跡継ぎを宿すため、俺様御曹司と政略夫婦になりました~年上旦那様のとろけるほど甘い溺愛~
岸本さんにいろいろと言われた以降も、いつも通りを心掛けながら必死で日々を過ごしていた。

でも、ふとした瞬間に彼女の言葉がよみがえり、いろいろと考え込んでしまう。
千秋さんは、私との結婚を後悔しているのだろうか。いろいろとしてもらうばかりの私など、彼にしたら足手まといでしかない。あの人の隣にふさわしいのは、役に立てる女性であるべきだ。

岸本さんなら、仕事面でも私生活でも千秋さんを満足させてあげられる。
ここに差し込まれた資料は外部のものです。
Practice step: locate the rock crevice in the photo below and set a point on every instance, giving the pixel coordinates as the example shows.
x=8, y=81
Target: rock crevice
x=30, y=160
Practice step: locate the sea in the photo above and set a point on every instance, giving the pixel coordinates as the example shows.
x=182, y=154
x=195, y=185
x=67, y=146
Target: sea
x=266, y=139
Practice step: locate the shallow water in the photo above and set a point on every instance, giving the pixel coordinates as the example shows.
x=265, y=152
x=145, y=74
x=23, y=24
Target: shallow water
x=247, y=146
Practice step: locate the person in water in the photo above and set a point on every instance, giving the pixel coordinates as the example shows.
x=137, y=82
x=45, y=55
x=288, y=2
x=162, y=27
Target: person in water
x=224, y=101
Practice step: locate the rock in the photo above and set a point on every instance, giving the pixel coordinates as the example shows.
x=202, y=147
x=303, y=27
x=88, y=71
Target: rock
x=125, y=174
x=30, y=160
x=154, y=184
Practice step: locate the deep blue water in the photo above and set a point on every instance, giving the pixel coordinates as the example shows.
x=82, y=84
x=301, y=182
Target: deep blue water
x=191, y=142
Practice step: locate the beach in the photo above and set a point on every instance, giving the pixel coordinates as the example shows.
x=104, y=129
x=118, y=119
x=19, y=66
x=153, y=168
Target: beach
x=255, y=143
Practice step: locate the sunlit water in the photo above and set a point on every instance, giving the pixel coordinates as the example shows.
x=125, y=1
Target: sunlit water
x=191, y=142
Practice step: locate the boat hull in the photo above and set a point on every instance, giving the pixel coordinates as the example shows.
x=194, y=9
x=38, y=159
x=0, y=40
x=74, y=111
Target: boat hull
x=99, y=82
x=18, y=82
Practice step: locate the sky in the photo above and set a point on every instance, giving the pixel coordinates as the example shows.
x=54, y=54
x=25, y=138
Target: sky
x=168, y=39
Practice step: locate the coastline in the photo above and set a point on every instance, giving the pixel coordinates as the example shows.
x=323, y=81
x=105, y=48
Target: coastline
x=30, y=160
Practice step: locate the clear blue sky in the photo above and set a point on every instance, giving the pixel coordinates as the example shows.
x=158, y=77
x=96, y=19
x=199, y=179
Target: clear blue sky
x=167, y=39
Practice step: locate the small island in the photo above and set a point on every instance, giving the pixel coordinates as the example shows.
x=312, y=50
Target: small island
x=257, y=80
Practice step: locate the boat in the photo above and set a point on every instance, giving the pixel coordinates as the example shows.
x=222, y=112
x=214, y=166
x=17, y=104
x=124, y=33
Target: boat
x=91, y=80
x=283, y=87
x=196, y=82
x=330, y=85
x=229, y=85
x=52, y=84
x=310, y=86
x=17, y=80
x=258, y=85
彼女のあの強気な発言は、妻である私に堂々とそう宣言したようなものだ。

私ではだめなのだ。
私は、千秋さんにふさわしくない。

いったん走り出してしまったマイナスな思考は、まるで坂道を下り落ちていく雪玉のようにどんどん大きくなっていく。

このまま婚姻生活を継続させて千秋さんを縛りつけてしまっては、絶対に彼のためにならない。千秋さんが本当に必要としている女性と一緒になるためには、私が彼の元を去るしかない。

あの人のことだから、ひとつぐらいバツがついたとしても引く手数多に変わりないだろう。私によくしてくれた菊乃さんは残念がってくれるかもしれないが、それも一時の話だ。人は自分が考えるよりも早く立ち直るものだから。

それに……。
彼の近くには岸本さんがいるのだし、案外早くにひ孫に会えるかもしれない。そうなれば、私の存在など忘れて菊乃さんも幸せになれるはず。

不純な動機とはいえ、あれほど子どもがいたらと何度も考えていたのに、今となっては子どもがいないのは幸いだったのかもしれない。身軽なうちに離婚をするのがいいだろう。